Еженощные трехмесячные допросы настолько изнурили и так отвратили от жизни, что если я чего-то еще хотела, то одного: спать! Это была последняя степень измученности. Только в таинственной тьме сна из расщелин каких-то вековых пород била живая вода. Но сон рвал резкий, скребущий звук. Кто-то насильно отрывал от источника, на чем-то настаивал, тупо бил и бил по голове: «Петкевич! Петкевич!»
Резкий звук был не чем иным, как фамилией, которую я давно уже воспринимала как что-то полусобственное.
Надо было снова превратиться в нечто материальное, руками и ногами, встать, всунуть рассыпанную во сне по всем временам и ипостасям безымянную, расформировавшуюся энергию в то, что именуется «Петкевич», и переправляться в этом нежеланном биографическом обозначении по этажам вверх на допрос. Но если нет сил? Никаких! То как? Каждую ночь доходишь и садишься на стул несобранная, к каждый раз тебя доводят до еще большего опустошения.
В кабинете за письменным столом следователя в этот раз сидел человек в штатском. Следователь стоял за его спиной, опершись о подоконник. А я? Бессмысленно и вяло зафиксировала присутствие обещанного «одного человека». Это ничего не меняло. Я хотела спать! Даже здесь, на стуле. Упасть на пол, но только спать.

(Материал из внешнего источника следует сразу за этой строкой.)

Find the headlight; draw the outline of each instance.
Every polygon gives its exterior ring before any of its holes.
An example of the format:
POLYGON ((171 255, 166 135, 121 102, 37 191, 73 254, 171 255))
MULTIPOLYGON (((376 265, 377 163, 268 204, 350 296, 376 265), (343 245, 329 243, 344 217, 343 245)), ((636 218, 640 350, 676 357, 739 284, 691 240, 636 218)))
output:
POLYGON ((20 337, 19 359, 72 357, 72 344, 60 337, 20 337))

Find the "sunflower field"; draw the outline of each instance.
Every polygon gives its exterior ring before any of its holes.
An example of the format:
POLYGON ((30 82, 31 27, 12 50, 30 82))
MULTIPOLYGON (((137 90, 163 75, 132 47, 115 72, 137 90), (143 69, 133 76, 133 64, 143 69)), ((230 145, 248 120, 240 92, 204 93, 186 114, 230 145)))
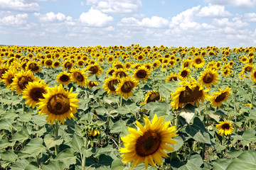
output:
POLYGON ((256 169, 255 50, 0 46, 0 169, 256 169))

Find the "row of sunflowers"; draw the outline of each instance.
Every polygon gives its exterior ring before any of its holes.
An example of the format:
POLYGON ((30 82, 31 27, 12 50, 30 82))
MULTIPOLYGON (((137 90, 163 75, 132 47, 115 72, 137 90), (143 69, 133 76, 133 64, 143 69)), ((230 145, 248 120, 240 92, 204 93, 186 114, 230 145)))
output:
POLYGON ((256 154, 255 50, 1 46, 1 166, 240 167, 256 154))

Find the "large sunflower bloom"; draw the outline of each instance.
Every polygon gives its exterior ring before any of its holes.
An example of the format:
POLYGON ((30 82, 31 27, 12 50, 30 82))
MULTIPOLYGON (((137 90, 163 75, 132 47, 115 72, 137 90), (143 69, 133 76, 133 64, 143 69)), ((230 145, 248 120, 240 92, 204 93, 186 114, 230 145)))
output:
POLYGON ((48 88, 47 94, 43 94, 44 98, 39 98, 38 109, 41 114, 48 115, 47 123, 53 123, 60 120, 62 124, 65 120, 75 118, 74 114, 77 112, 79 100, 76 94, 71 94, 73 87, 70 91, 65 91, 62 84, 54 88, 48 88))
POLYGON ((232 127, 232 123, 229 121, 224 120, 223 122, 218 122, 219 124, 216 125, 216 128, 218 130, 218 134, 221 136, 231 135, 233 128, 232 127))
POLYGON ((34 108, 39 102, 39 98, 43 98, 43 94, 46 94, 47 86, 43 81, 28 82, 22 91, 22 98, 26 99, 25 104, 34 108))
POLYGON ((215 69, 207 69, 203 72, 201 72, 200 74, 198 82, 206 87, 211 87, 213 84, 216 84, 218 80, 218 71, 215 69))
POLYGON ((177 143, 171 137, 178 136, 175 134, 175 126, 169 127, 170 122, 164 122, 164 118, 157 118, 154 115, 152 123, 145 115, 145 125, 142 126, 136 120, 137 125, 139 130, 128 128, 130 134, 126 137, 121 137, 124 142, 124 148, 120 149, 121 155, 124 159, 124 163, 133 162, 132 168, 144 162, 145 168, 148 168, 149 164, 155 167, 156 164, 162 165, 162 157, 169 157, 164 151, 174 152, 174 149, 169 144, 177 143))
POLYGON ((121 82, 117 84, 117 93, 121 96, 127 98, 132 96, 132 91, 135 86, 138 86, 138 81, 129 76, 125 76, 121 79, 121 82))
POLYGON ((179 107, 185 107, 188 103, 194 105, 195 103, 198 106, 199 101, 203 102, 209 96, 206 93, 208 90, 204 91, 203 86, 195 79, 190 79, 190 82, 183 81, 179 84, 182 86, 178 87, 176 92, 171 94, 171 105, 173 108, 178 109, 179 107))
POLYGON ((225 89, 219 89, 218 92, 213 93, 213 95, 210 97, 210 101, 213 107, 220 107, 223 101, 225 101, 228 98, 228 96, 231 94, 231 88, 227 86, 225 89))

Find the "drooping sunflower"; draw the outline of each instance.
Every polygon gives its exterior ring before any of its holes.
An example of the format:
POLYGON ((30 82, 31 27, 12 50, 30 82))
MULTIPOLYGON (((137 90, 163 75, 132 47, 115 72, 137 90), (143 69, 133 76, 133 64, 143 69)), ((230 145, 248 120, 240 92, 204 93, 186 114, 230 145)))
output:
POLYGON ((67 85, 73 81, 71 74, 67 72, 60 72, 56 77, 56 81, 59 84, 67 85))
POLYGON ((47 86, 43 81, 28 82, 26 88, 22 91, 22 98, 26 99, 25 104, 34 108, 39 102, 39 98, 43 98, 43 94, 47 93, 47 86))
POLYGON ((14 90, 14 87, 11 84, 14 82, 15 74, 18 71, 16 69, 9 68, 2 76, 3 81, 6 86, 6 88, 11 89, 11 91, 14 90))
POLYGON ((33 73, 37 73, 41 72, 42 69, 36 62, 30 61, 26 64, 26 69, 31 70, 33 73))
POLYGON ((103 89, 107 91, 107 94, 114 94, 116 93, 115 85, 117 85, 120 82, 119 78, 110 77, 104 81, 103 89))
POLYGON ((85 70, 73 68, 70 70, 73 80, 81 87, 87 84, 87 77, 85 76, 85 70))
POLYGON ((76 94, 72 94, 73 87, 70 91, 65 91, 62 84, 54 88, 48 88, 47 94, 43 94, 44 98, 39 98, 38 107, 39 115, 48 115, 47 123, 53 123, 60 120, 62 124, 65 123, 65 119, 75 118, 74 114, 77 113, 79 100, 76 94))
POLYGON ((171 73, 169 76, 167 76, 165 81, 168 82, 171 81, 178 81, 178 75, 176 73, 171 73))
POLYGON ((164 118, 157 118, 156 114, 154 115, 152 123, 144 115, 145 125, 136 120, 139 130, 128 128, 130 134, 121 137, 125 147, 120 149, 122 160, 124 163, 133 161, 132 168, 144 163, 145 168, 149 164, 155 167, 156 164, 162 165, 161 157, 169 157, 164 151, 174 152, 174 149, 168 145, 177 144, 171 139, 178 136, 175 134, 175 126, 169 127, 170 122, 164 123, 164 118))
POLYGON ((38 81, 39 79, 33 75, 33 72, 30 70, 24 72, 21 70, 15 74, 14 78, 13 79, 13 82, 11 84, 11 86, 16 89, 18 95, 21 94, 23 90, 26 88, 26 85, 28 82, 38 81))
POLYGON ((206 87, 211 87, 213 84, 216 84, 218 79, 218 71, 212 69, 206 69, 200 73, 198 82, 206 87))
POLYGON ((150 71, 145 66, 139 67, 138 69, 133 72, 132 77, 137 80, 146 80, 150 76, 150 71))
POLYGON ((199 69, 204 66, 206 63, 206 60, 201 56, 196 56, 193 59, 193 66, 196 68, 199 69))
POLYGON ((181 80, 186 80, 189 76, 190 72, 190 69, 187 67, 182 68, 181 72, 178 74, 178 79, 181 80))
POLYGON ((179 83, 181 86, 178 87, 176 92, 171 93, 171 105, 173 108, 178 109, 179 107, 185 107, 188 103, 194 105, 195 103, 198 106, 199 101, 203 102, 209 97, 209 94, 206 93, 208 90, 203 90, 200 84, 192 77, 191 79, 189 82, 179 83))
POLYGON ((164 101, 164 98, 160 96, 159 91, 150 91, 146 92, 145 99, 143 103, 140 103, 140 105, 144 105, 146 103, 149 103, 149 102, 154 102, 156 101, 164 101))
POLYGON ((102 69, 97 64, 89 65, 86 71, 88 72, 89 75, 95 74, 95 76, 99 76, 103 72, 102 69))
POLYGON ((121 79, 120 83, 117 84, 117 93, 124 98, 132 96, 132 91, 134 87, 139 85, 138 81, 130 77, 125 76, 121 79))
POLYGON ((218 122, 219 124, 216 125, 216 128, 218 130, 218 134, 221 136, 231 135, 233 128, 232 127, 232 123, 230 121, 225 120, 222 122, 218 122))
POLYGON ((213 93, 209 101, 213 107, 220 107, 222 103, 228 98, 231 94, 231 88, 227 86, 225 89, 219 89, 219 91, 213 93))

Нудным голосом «один человек», как в первый день ареста, спрашивал: имя, фамилия, где, что? Как будто все началось сначала.
— Вы говорили, что в тридцать седьмом году пытали заключенных? — крепнул его голос.
— Говорила!
— Что немецкая армия, не в пример нашей, хорошо оснащена?
— Говорила!
— Что хотите прихода Гитлера?
— Говорила!
Мало-помалу в голове становилось все четче, яснее. Наконец-то я сама себя выпускала на волю да еще и при аудитории. Видела, как следователь за спиной человека в штатском хватался за голову, делал мне знаки остановиться, образумиться. Но нет! Паника следователя, выражаемая в пластике, только подхлестывала меня.

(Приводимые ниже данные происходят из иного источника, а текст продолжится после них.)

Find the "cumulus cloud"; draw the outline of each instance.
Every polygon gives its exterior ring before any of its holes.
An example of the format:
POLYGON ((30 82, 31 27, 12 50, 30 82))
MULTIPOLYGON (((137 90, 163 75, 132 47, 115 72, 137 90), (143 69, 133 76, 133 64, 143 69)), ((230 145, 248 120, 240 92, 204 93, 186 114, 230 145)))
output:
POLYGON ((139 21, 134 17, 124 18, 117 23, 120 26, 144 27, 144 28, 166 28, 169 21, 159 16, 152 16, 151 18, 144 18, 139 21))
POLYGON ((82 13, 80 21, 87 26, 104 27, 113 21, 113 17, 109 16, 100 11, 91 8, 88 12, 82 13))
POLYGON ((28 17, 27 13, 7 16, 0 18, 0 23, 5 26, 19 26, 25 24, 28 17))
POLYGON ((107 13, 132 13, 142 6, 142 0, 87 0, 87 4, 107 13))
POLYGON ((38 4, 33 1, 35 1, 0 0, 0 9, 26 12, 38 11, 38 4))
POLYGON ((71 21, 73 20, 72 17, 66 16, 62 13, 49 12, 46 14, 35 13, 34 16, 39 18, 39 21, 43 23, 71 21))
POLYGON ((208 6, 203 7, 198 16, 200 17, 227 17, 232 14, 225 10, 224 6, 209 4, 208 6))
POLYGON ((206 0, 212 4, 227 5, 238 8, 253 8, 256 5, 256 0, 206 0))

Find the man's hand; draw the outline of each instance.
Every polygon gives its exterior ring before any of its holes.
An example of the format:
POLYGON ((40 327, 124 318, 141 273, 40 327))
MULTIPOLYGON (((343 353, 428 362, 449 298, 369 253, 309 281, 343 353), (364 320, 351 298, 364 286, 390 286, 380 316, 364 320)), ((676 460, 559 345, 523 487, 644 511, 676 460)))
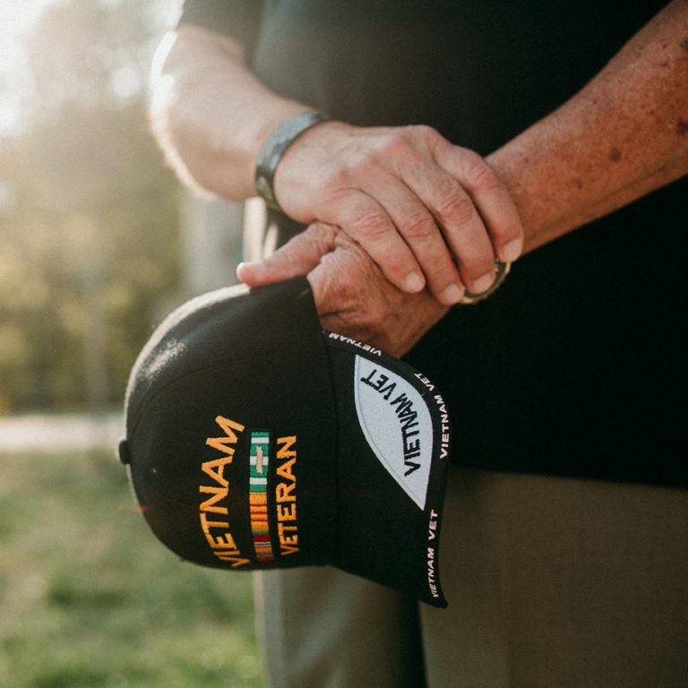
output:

— Да! — отвечала я на все. — Говорила! Да! Да! Пусть все расшибается вдребезги. Существеннее и отраднее было чувствовать, что еще есть чему расшибаться! Хотя бы во имя этого только!
Я лихо, «с ветерком» катилась с горы все в тех же санях, с которых соскочила, чтобы стать счастливой в городе Фрунзе. И в первый раз в этих стенах мне было хорошо от ощущения вдруг пришедшей свободы, напоившей чувством жизни.
— Уведите! — приказал «один человек» в штатском.
На следующий день следователь сказал: «То был прокурор». И я, дескать, погубила собственными руками, своим упрямым характером все-все на свете, с таким трудом «организованное».
Но я иным провидением знала, что и так все погублено, ничего я к тому не прибавила, не убавила, а за то, что я уже не ванька-встанька, меня быстро увели, и я провалилась в сон; где не было ни допросов, ни людей, ни меня самой.
Как немое кино вспоминала я потом жестикуляцию и мимические экзерсисы следователя за спиной его соратника и как это все не имело ко мне ни-ка-ко-го отношения.